5.0
「対極」なるものをつなぐファッションの力
ファッションデザイナー、コシノジュンコの「原点から現点」を年代記的に辿りながら、その創造性を紐解いていく本展。相対するものを共存させるコシノの「対極」的な表現は、両者の可能性を引き出す成功例を数々生み出してきた。
どちらかというと空想的かつ未来的な造形性が際立つ彼女の作品は、先端的であるがゆえ非時代的でもある。着物をモチーフとした衣装ですら、エキゾチックの枠には収まらない新鮮な美しさを感じる。そのためか、彼女のデザインは日本的な伝統文化・芸能と結びつくことで、ある種の普遍性を志向するようにも見えてくる。コシノジュンコにとっての「コントラスト=対極」はたんなる対立ではなく、共生的で包容力のあるデザイン哲学なのかもしれない。
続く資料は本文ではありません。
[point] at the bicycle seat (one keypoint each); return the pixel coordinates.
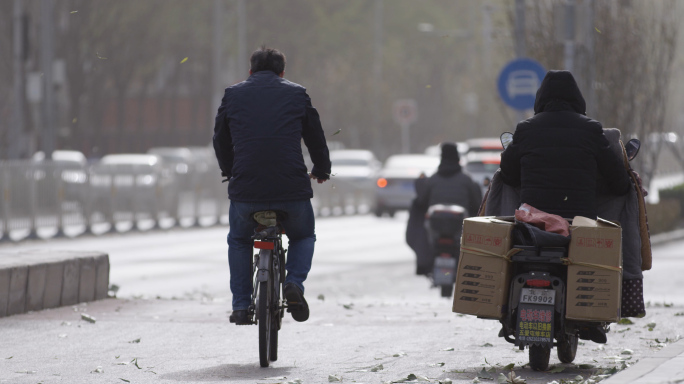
(268, 218)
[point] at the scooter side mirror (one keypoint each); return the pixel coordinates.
(632, 148)
(506, 139)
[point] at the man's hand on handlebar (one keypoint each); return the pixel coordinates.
(320, 181)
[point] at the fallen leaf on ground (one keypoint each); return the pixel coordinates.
(483, 374)
(557, 369)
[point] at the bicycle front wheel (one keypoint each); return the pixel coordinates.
(265, 323)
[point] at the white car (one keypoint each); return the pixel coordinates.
(356, 164)
(481, 166)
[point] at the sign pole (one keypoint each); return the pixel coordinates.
(405, 141)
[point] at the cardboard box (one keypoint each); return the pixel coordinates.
(483, 274)
(594, 273)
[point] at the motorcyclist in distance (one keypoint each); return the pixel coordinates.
(449, 186)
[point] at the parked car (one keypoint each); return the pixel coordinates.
(395, 187)
(481, 166)
(66, 168)
(358, 165)
(133, 183)
(436, 150)
(484, 144)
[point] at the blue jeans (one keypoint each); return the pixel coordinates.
(299, 228)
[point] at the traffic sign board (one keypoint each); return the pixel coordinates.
(518, 83)
(405, 111)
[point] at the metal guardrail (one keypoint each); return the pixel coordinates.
(48, 199)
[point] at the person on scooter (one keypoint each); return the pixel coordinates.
(557, 155)
(449, 186)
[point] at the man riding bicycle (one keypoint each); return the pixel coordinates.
(257, 139)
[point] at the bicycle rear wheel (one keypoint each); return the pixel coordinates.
(265, 322)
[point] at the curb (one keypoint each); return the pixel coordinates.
(35, 280)
(666, 237)
(665, 366)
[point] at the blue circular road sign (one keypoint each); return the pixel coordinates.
(519, 81)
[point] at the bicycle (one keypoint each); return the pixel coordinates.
(268, 269)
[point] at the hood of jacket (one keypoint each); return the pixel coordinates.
(559, 87)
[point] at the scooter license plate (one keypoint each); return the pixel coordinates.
(534, 325)
(538, 296)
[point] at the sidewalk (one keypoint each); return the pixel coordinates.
(375, 324)
(666, 366)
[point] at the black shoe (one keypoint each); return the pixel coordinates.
(240, 317)
(296, 304)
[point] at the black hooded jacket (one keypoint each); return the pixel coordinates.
(557, 155)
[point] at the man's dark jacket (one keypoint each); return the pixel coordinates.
(557, 155)
(257, 139)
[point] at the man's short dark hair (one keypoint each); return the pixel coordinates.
(267, 59)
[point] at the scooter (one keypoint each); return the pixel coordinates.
(535, 315)
(444, 225)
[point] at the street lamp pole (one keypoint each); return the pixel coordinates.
(17, 127)
(47, 55)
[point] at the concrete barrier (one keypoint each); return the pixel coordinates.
(35, 280)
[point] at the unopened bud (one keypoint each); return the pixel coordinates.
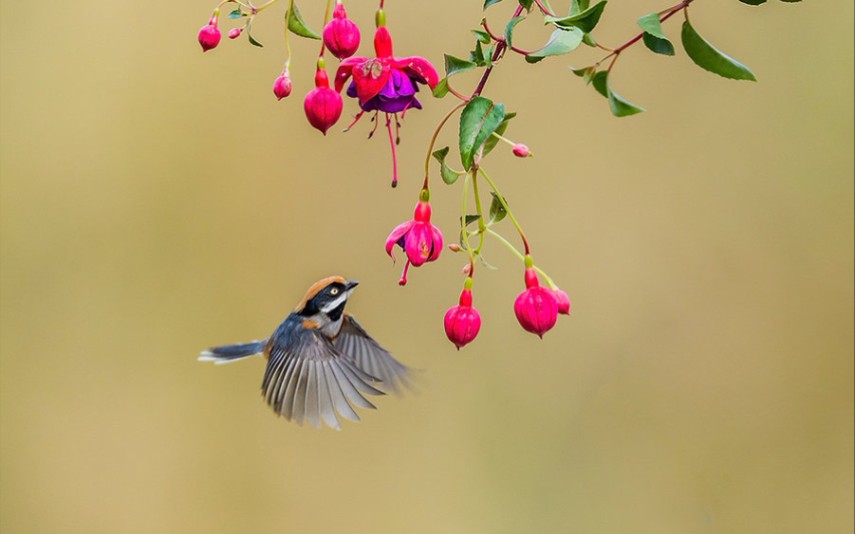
(282, 86)
(341, 35)
(521, 151)
(209, 35)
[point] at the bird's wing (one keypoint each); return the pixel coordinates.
(308, 379)
(369, 356)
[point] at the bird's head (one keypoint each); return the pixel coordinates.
(325, 300)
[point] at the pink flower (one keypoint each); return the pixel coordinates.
(536, 308)
(462, 322)
(421, 241)
(521, 151)
(209, 35)
(385, 83)
(323, 105)
(341, 35)
(563, 301)
(282, 86)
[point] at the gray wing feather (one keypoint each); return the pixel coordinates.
(370, 357)
(312, 381)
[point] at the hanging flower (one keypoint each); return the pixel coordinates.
(386, 83)
(341, 35)
(536, 308)
(462, 322)
(322, 105)
(421, 240)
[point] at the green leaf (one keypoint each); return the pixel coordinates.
(448, 174)
(482, 36)
(441, 88)
(657, 45)
(491, 141)
(486, 264)
(497, 210)
(577, 6)
(476, 56)
(297, 25)
(509, 29)
(586, 73)
(600, 82)
(712, 59)
(650, 24)
(585, 21)
(619, 106)
(478, 121)
(252, 40)
(560, 42)
(455, 65)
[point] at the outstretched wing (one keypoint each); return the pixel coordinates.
(369, 356)
(312, 381)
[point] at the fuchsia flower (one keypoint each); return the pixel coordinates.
(341, 35)
(536, 308)
(521, 151)
(462, 322)
(282, 86)
(563, 301)
(322, 105)
(209, 35)
(385, 83)
(421, 241)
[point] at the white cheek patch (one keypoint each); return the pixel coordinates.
(337, 302)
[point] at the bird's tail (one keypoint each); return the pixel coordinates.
(231, 353)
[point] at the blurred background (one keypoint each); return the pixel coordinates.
(157, 201)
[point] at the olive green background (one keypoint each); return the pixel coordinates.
(156, 201)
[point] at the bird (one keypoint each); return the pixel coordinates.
(320, 361)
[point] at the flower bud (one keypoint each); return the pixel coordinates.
(563, 301)
(462, 322)
(536, 308)
(322, 105)
(521, 151)
(282, 86)
(341, 35)
(209, 35)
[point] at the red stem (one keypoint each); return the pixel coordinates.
(500, 48)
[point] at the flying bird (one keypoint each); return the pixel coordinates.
(320, 361)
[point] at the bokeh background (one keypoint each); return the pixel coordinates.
(156, 201)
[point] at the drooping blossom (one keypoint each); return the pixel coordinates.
(420, 240)
(341, 35)
(536, 308)
(322, 105)
(282, 85)
(386, 84)
(462, 322)
(209, 35)
(563, 301)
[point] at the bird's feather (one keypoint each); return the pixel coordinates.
(370, 357)
(309, 380)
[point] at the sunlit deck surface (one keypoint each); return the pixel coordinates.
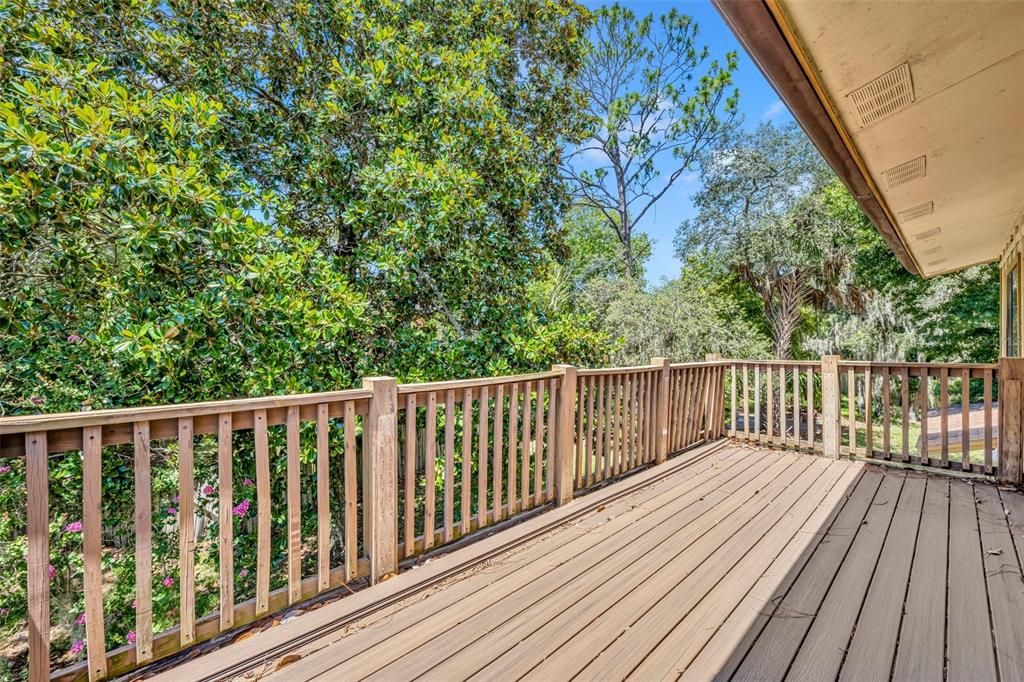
(732, 562)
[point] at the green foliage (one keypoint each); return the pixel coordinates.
(767, 211)
(655, 100)
(951, 317)
(207, 200)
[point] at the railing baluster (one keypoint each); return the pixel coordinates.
(966, 419)
(430, 472)
(143, 545)
(747, 406)
(294, 508)
(988, 420)
(352, 495)
(757, 401)
(467, 461)
(410, 475)
(186, 531)
(868, 409)
(796, 406)
(602, 433)
(732, 405)
(851, 401)
(584, 416)
(38, 483)
(810, 408)
(224, 525)
(527, 392)
(782, 421)
(886, 414)
(92, 529)
(905, 405)
(943, 415)
(483, 415)
(449, 504)
(262, 510)
(323, 500)
(550, 430)
(923, 397)
(513, 445)
(539, 445)
(497, 467)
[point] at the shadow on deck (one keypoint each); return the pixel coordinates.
(731, 562)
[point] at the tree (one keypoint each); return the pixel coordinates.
(655, 103)
(767, 209)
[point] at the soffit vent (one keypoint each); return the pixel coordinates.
(918, 211)
(928, 233)
(899, 175)
(884, 96)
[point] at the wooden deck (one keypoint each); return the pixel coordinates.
(733, 562)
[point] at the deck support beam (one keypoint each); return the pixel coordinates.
(662, 410)
(565, 446)
(381, 494)
(829, 407)
(1011, 419)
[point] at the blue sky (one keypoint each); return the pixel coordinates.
(758, 102)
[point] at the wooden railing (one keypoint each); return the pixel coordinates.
(934, 415)
(389, 471)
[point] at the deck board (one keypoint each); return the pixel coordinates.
(744, 563)
(921, 652)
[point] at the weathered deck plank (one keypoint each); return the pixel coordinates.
(748, 564)
(870, 654)
(921, 651)
(969, 644)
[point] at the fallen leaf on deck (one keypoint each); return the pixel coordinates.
(287, 659)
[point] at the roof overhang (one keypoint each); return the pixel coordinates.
(919, 107)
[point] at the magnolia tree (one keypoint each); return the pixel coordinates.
(767, 210)
(656, 100)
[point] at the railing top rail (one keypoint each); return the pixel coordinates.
(718, 363)
(429, 387)
(929, 366)
(26, 423)
(619, 370)
(773, 363)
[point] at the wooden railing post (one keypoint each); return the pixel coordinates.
(381, 460)
(1011, 419)
(662, 410)
(565, 429)
(829, 406)
(716, 411)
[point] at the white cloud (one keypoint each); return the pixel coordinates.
(773, 110)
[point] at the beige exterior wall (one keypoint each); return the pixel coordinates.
(1012, 292)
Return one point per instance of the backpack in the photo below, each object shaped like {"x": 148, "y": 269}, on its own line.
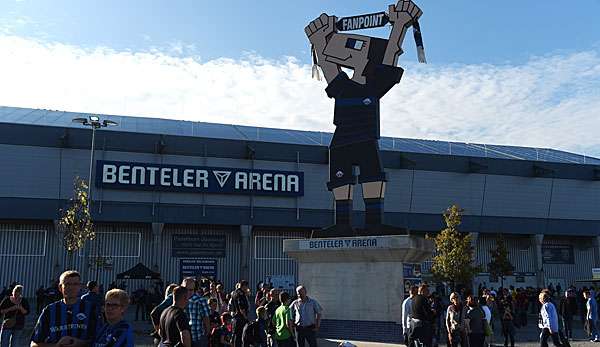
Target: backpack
{"x": 214, "y": 339}
{"x": 251, "y": 333}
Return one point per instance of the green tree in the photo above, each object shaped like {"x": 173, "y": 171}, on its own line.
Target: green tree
{"x": 453, "y": 260}
{"x": 500, "y": 265}
{"x": 76, "y": 220}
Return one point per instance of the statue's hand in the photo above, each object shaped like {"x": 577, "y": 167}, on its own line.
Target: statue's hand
{"x": 321, "y": 28}
{"x": 404, "y": 12}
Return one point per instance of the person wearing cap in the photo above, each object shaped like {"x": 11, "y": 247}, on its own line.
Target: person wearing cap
{"x": 93, "y": 294}
{"x": 591, "y": 316}
{"x": 406, "y": 311}
{"x": 548, "y": 321}
{"x": 567, "y": 308}
{"x": 306, "y": 313}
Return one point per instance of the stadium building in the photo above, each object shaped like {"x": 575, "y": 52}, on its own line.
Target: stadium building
{"x": 188, "y": 197}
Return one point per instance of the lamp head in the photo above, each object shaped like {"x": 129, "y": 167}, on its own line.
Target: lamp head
{"x": 83, "y": 121}
{"x": 108, "y": 123}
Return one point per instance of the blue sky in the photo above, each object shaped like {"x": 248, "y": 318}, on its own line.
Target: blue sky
{"x": 455, "y": 31}
{"x": 521, "y": 73}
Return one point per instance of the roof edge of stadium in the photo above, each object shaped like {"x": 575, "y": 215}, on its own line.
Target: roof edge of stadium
{"x": 143, "y": 124}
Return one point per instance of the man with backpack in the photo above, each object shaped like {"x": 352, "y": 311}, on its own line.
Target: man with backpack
{"x": 255, "y": 332}
{"x": 240, "y": 306}
{"x": 284, "y": 326}
{"x": 221, "y": 336}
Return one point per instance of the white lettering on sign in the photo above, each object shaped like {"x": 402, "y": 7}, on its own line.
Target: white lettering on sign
{"x": 109, "y": 174}
{"x": 363, "y": 22}
{"x": 201, "y": 178}
{"x": 178, "y": 177}
{"x": 152, "y": 171}
{"x": 344, "y": 243}
{"x": 124, "y": 174}
{"x": 165, "y": 174}
{"x": 188, "y": 179}
{"x": 138, "y": 172}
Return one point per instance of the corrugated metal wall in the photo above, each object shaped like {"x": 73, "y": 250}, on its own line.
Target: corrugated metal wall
{"x": 267, "y": 257}
{"x": 228, "y": 268}
{"x": 568, "y": 273}
{"x": 24, "y": 254}
{"x": 520, "y": 251}
{"x": 126, "y": 245}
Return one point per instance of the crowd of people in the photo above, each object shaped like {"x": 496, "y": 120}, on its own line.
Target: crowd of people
{"x": 193, "y": 313}
{"x": 470, "y": 319}
{"x": 202, "y": 314}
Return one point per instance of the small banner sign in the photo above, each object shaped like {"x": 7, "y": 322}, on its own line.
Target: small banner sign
{"x": 198, "y": 268}
{"x": 194, "y": 245}
{"x": 363, "y": 21}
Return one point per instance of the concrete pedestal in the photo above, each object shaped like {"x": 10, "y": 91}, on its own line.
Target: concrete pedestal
{"x": 358, "y": 281}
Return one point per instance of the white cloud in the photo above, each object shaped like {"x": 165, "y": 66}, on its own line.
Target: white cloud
{"x": 551, "y": 101}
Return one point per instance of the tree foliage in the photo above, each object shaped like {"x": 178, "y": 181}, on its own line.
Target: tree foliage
{"x": 76, "y": 220}
{"x": 500, "y": 265}
{"x": 453, "y": 261}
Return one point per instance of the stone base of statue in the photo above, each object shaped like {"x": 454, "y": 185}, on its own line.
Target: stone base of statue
{"x": 358, "y": 281}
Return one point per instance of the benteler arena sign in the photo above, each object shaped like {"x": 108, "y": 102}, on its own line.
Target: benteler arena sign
{"x": 197, "y": 179}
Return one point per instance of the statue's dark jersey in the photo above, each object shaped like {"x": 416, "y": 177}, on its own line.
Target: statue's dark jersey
{"x": 356, "y": 118}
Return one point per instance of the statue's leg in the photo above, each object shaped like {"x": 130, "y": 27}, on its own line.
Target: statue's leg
{"x": 373, "y": 194}
{"x": 343, "y": 204}
{"x": 372, "y": 178}
{"x": 341, "y": 183}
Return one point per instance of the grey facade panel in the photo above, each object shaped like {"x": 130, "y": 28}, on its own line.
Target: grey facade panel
{"x": 399, "y": 189}
{"x": 572, "y": 199}
{"x": 433, "y": 192}
{"x": 567, "y": 274}
{"x": 21, "y": 176}
{"x": 517, "y": 196}
{"x": 316, "y": 195}
{"x": 520, "y": 250}
{"x": 267, "y": 257}
{"x": 228, "y": 267}
{"x": 24, "y": 252}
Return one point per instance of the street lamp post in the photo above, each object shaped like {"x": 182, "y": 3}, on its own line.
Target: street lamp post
{"x": 95, "y": 123}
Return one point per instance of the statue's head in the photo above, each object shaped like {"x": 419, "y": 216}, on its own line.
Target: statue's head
{"x": 357, "y": 52}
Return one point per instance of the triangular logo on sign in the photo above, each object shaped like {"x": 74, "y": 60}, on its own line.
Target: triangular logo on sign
{"x": 222, "y": 177}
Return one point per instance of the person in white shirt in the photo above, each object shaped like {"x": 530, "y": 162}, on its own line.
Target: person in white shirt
{"x": 548, "y": 322}
{"x": 488, "y": 317}
{"x": 406, "y": 311}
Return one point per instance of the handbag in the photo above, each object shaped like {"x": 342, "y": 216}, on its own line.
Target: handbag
{"x": 9, "y": 323}
{"x": 487, "y": 329}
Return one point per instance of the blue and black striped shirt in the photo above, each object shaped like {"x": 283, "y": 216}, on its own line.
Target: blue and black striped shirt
{"x": 81, "y": 320}
{"x": 118, "y": 335}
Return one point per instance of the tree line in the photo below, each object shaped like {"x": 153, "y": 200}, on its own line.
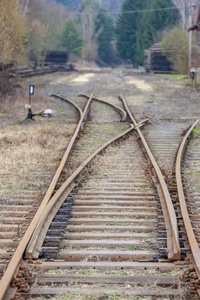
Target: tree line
{"x": 87, "y": 29}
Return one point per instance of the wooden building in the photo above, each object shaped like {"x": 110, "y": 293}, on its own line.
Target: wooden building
{"x": 156, "y": 61}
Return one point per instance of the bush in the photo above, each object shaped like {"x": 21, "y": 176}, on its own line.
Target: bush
{"x": 175, "y": 47}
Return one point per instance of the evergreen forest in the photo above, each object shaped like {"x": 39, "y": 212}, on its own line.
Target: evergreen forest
{"x": 108, "y": 32}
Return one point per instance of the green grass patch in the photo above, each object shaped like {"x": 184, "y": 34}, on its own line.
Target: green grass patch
{"x": 179, "y": 77}
{"x": 196, "y": 130}
{"x": 3, "y": 114}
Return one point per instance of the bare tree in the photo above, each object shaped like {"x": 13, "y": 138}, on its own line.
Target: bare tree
{"x": 185, "y": 8}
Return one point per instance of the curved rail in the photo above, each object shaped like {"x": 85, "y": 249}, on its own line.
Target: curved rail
{"x": 67, "y": 100}
{"x": 173, "y": 245}
{"x": 17, "y": 257}
{"x": 35, "y": 244}
{"x": 121, "y": 110}
{"x": 188, "y": 226}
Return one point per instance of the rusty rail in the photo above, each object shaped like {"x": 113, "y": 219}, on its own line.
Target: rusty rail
{"x": 119, "y": 109}
{"x": 188, "y": 226}
{"x": 17, "y": 257}
{"x": 67, "y": 100}
{"x": 35, "y": 244}
{"x": 173, "y": 245}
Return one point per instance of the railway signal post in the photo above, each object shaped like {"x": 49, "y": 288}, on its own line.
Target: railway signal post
{"x": 31, "y": 92}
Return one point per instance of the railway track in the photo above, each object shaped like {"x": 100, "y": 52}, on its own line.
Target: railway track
{"x": 110, "y": 225}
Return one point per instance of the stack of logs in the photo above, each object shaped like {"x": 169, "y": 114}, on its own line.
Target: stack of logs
{"x": 156, "y": 61}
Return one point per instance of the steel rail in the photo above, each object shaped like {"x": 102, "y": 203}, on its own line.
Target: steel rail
{"x": 121, "y": 110}
{"x": 35, "y": 244}
{"x": 67, "y": 100}
{"x": 173, "y": 245}
{"x": 188, "y": 226}
{"x": 18, "y": 255}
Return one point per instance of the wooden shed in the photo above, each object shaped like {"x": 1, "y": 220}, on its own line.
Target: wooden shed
{"x": 156, "y": 61}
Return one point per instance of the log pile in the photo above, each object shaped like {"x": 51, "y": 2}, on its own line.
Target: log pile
{"x": 36, "y": 71}
{"x": 156, "y": 61}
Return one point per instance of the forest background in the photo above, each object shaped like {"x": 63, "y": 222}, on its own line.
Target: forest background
{"x": 107, "y": 32}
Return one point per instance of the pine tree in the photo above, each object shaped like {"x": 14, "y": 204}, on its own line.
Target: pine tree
{"x": 12, "y": 31}
{"x": 98, "y": 32}
{"x": 136, "y": 31}
{"x": 70, "y": 39}
{"x": 104, "y": 25}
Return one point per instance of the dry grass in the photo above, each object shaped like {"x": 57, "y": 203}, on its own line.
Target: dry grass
{"x": 31, "y": 150}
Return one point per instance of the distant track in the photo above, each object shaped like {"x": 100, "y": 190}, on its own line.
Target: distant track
{"x": 112, "y": 212}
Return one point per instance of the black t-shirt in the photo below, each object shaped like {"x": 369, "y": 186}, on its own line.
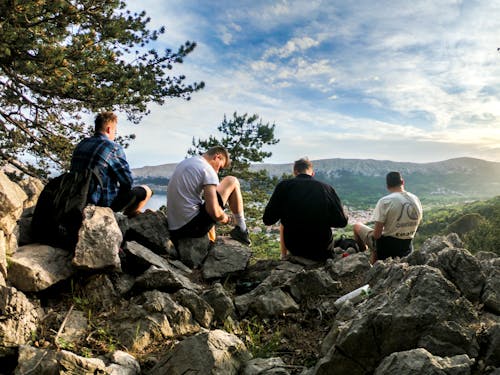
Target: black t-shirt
{"x": 390, "y": 247}
{"x": 308, "y": 209}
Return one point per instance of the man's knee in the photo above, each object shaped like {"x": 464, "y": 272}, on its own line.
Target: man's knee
{"x": 356, "y": 228}
{"x": 231, "y": 181}
{"x": 148, "y": 190}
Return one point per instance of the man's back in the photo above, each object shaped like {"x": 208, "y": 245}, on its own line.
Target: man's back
{"x": 307, "y": 209}
{"x": 184, "y": 191}
{"x": 401, "y": 213}
{"x": 109, "y": 158}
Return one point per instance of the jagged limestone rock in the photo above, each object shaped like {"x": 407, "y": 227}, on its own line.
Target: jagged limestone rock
{"x": 32, "y": 187}
{"x": 193, "y": 251}
{"x": 313, "y": 283}
{"x": 491, "y": 291}
{"x": 48, "y": 362}
{"x": 99, "y": 240}
{"x": 202, "y": 312}
{"x": 492, "y": 346}
{"x": 402, "y": 314}
{"x": 217, "y": 353}
{"x": 143, "y": 258}
{"x": 19, "y": 319}
{"x": 462, "y": 269}
{"x": 3, "y": 256}
{"x": 225, "y": 257}
{"x": 36, "y": 267}
{"x": 150, "y": 229}
{"x": 420, "y": 361}
{"x": 273, "y": 303}
{"x": 152, "y": 316}
{"x": 221, "y": 302}
{"x": 123, "y": 364}
{"x": 100, "y": 292}
{"x": 165, "y": 280}
{"x": 265, "y": 366}
{"x": 12, "y": 198}
{"x": 75, "y": 328}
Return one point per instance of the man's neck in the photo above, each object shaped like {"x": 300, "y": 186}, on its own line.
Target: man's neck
{"x": 397, "y": 189}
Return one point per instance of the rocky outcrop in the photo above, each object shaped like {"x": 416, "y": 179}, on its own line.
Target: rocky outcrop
{"x": 19, "y": 319}
{"x": 217, "y": 353}
{"x": 99, "y": 240}
{"x": 36, "y": 267}
{"x": 205, "y": 308}
{"x": 420, "y": 361}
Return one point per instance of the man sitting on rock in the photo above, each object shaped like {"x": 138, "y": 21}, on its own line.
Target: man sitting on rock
{"x": 308, "y": 209}
{"x": 196, "y": 199}
{"x": 396, "y": 217}
{"x": 102, "y": 152}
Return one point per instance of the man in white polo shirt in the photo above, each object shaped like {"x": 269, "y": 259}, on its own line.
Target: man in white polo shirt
{"x": 196, "y": 198}
{"x": 396, "y": 217}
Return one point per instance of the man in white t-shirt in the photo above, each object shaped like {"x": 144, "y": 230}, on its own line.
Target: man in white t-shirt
{"x": 396, "y": 218}
{"x": 196, "y": 198}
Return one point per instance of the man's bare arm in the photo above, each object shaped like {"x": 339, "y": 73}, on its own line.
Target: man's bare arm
{"x": 212, "y": 205}
{"x": 377, "y": 231}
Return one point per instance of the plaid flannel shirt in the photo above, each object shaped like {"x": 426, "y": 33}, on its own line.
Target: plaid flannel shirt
{"x": 111, "y": 163}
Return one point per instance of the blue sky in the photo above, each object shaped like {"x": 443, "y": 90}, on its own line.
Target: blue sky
{"x": 390, "y": 80}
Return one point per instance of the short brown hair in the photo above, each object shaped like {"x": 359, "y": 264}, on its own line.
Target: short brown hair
{"x": 102, "y": 119}
{"x": 212, "y": 151}
{"x": 394, "y": 179}
{"x": 302, "y": 165}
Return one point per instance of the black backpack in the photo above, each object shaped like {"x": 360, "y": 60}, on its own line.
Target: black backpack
{"x": 58, "y": 213}
{"x": 345, "y": 243}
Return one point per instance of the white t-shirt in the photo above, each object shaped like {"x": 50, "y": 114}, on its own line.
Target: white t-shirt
{"x": 401, "y": 213}
{"x": 185, "y": 190}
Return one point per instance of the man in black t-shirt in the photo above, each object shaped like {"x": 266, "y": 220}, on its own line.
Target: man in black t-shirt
{"x": 308, "y": 209}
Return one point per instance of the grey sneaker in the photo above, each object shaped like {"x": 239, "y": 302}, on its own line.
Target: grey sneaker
{"x": 240, "y": 236}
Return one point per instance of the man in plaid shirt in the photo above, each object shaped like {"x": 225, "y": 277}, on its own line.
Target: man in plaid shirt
{"x": 102, "y": 152}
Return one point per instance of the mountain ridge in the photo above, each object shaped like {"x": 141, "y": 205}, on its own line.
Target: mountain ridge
{"x": 365, "y": 167}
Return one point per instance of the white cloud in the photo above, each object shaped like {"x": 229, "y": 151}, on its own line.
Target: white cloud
{"x": 292, "y": 46}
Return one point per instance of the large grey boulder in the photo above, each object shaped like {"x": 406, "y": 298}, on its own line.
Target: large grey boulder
{"x": 32, "y": 187}
{"x": 99, "y": 240}
{"x": 193, "y": 251}
{"x": 165, "y": 280}
{"x": 277, "y": 279}
{"x": 410, "y": 307}
{"x": 75, "y": 328}
{"x": 19, "y": 319}
{"x": 12, "y": 199}
{"x": 150, "y": 229}
{"x": 48, "y": 362}
{"x": 202, "y": 312}
{"x": 273, "y": 303}
{"x": 217, "y": 353}
{"x": 226, "y": 257}
{"x": 491, "y": 291}
{"x": 265, "y": 366}
{"x": 36, "y": 267}
{"x": 143, "y": 257}
{"x": 101, "y": 292}
{"x": 462, "y": 269}
{"x": 151, "y": 317}
{"x": 420, "y": 361}
{"x": 313, "y": 283}
{"x": 221, "y": 302}
{"x": 350, "y": 271}
{"x": 492, "y": 346}
{"x": 3, "y": 255}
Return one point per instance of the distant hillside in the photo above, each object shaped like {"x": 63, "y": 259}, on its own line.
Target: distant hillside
{"x": 360, "y": 182}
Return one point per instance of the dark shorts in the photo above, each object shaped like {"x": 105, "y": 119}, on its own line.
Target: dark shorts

ところで、あべのハルカス美術館でファッションを主軸にした展覧会は今回が初めてのように思う。アリス展で多少ファッションの展示もあったけれど、陳列という感じだった。本展は昨今のファッション展の例に漏れず、空間全体を生かしながら衣装の世界観を具現化していた。ビル内の美術館ゆえ壁の距離が近く、昨年話題になったファッション展のような壮大な感じはないが、一部ビルの眺望を生かした開放感のある展示も組まれていて、独特な造形の衣装がより躍動的に輝いていた。